I did my share of frolicking when I was a young 'un. However compared to Ms. Aronowitz I was a monk. If she is the norm, I am in another world in terms of slow dancing.
Second, if this book had been written by a man he would have been pilloried mercilessly. She discusses her affairs in detail. She does not boast so much as describe, but if a man were to describe the sundry activities that the author enjoyed, he would be dubbed a capricious and inconsiderate satyr.
I liked her openness about sex because it, implicitly and sometimes explicitly, criticizes the puritanical and counterproductive repressive attitudes about intimate activities that bring people joy and are, I'll opine, salubrious.
She presented historical context in many of the chapters and I found that informative. I did not know much about Emma Goldman and knew nothing of the author's mother. The author's discussion of the origins of the free love movement was unfamiliar to me and, I suppose, was left out of my high school history books.
Her discussion of the tension between polyamorous activity and jealousy was important to include. The part about how Goldman and Willis and Aronowitz herself had trouble reconciling their politics regarding non monogamy with how hurt they felt when their lovers took on other lovers--even when the dalliances had the partners' consent--made sense to me.
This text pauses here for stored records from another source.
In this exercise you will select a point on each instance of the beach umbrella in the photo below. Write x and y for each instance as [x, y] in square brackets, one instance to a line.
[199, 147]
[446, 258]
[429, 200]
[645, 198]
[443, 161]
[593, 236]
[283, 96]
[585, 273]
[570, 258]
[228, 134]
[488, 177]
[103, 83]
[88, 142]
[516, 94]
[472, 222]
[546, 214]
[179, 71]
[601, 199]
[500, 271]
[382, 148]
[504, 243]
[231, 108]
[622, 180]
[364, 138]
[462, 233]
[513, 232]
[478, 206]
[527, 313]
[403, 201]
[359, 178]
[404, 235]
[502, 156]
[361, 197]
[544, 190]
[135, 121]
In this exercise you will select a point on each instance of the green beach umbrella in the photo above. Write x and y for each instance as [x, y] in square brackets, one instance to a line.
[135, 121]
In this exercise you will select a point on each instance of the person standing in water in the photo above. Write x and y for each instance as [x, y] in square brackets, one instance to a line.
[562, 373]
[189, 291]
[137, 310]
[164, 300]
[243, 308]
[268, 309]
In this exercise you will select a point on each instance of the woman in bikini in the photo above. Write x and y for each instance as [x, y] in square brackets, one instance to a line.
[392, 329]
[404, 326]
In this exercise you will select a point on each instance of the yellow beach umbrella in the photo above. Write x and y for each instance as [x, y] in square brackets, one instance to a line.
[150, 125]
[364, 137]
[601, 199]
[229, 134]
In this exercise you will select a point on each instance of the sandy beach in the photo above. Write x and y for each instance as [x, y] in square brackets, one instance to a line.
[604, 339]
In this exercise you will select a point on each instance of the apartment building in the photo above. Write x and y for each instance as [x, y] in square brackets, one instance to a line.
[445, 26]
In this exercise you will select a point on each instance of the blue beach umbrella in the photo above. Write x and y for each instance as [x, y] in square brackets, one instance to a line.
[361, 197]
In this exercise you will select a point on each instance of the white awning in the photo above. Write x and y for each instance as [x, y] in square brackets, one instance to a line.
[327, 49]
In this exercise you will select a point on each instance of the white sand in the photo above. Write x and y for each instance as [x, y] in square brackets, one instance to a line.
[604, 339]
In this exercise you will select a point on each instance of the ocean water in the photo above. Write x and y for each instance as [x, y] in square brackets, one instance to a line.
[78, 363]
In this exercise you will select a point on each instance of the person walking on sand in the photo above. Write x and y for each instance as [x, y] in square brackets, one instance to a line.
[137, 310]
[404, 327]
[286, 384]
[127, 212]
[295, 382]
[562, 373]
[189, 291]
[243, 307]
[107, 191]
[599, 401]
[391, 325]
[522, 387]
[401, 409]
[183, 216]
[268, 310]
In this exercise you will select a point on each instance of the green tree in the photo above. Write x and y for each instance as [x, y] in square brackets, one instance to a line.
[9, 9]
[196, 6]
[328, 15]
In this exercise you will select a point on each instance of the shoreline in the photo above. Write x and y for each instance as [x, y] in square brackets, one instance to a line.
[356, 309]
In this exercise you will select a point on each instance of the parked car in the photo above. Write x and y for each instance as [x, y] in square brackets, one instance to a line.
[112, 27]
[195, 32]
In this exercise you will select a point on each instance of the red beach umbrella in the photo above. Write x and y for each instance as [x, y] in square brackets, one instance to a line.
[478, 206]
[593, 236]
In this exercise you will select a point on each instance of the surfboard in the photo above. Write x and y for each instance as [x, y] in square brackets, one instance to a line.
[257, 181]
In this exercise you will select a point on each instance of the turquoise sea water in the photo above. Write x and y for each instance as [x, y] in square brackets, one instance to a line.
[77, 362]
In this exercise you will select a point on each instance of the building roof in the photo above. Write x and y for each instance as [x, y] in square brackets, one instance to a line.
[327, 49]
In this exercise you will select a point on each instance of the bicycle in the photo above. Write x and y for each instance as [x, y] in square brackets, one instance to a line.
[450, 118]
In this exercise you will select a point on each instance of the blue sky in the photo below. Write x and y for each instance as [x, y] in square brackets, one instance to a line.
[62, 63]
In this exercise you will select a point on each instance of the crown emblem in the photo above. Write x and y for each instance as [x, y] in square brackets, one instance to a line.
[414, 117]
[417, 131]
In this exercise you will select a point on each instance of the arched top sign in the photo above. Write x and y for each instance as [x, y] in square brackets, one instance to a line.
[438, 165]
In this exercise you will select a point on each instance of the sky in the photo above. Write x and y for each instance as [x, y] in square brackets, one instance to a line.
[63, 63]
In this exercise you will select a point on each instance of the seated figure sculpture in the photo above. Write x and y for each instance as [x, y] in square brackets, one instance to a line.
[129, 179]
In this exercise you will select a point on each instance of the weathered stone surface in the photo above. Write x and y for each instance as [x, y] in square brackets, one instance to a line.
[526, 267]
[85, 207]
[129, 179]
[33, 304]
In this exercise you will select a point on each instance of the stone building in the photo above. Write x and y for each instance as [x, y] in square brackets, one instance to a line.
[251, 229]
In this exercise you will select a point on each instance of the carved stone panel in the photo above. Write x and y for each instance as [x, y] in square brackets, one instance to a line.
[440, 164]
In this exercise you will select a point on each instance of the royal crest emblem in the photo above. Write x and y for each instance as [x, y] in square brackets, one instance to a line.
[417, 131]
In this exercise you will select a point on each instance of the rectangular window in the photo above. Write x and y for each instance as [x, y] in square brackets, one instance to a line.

If the book had as a goal moving the mainstream, forget it. I thought about my parents reading the book and hurling it against the wall. And many of my contemporaries would be outraged at her, so what attitude about multiple lovers and "boning" (her word used often) this fellow or that. It can liberate those inclined to explore whether monogamy is a healthy social construct--but my guess is that 75% of the people in this establishment where I am typing the blog, would dismiss the book before the first twenty pages were up. And I live in one of the bluest of the blue states.
My take away is that the politics of challenging the status quo in terms of sexual attitudes is important to consider and yet these politics run into a wall of natural human responses when people fear that their partners might leave them for more excitement or more whatever with another.
While the book is called Bad Sex, there is a good deal of good or at least pleasurable sex described.
Do I recommend the book? It was a slog at times. The book is 288 pages but I thought I had seen it was 281. When I got to 281 and there was more I was disappointed. But if the author is anything like what is the prevailing norm of those born in the 80s, it exposed me to a culture and a set of attitudes far different to those of my generation.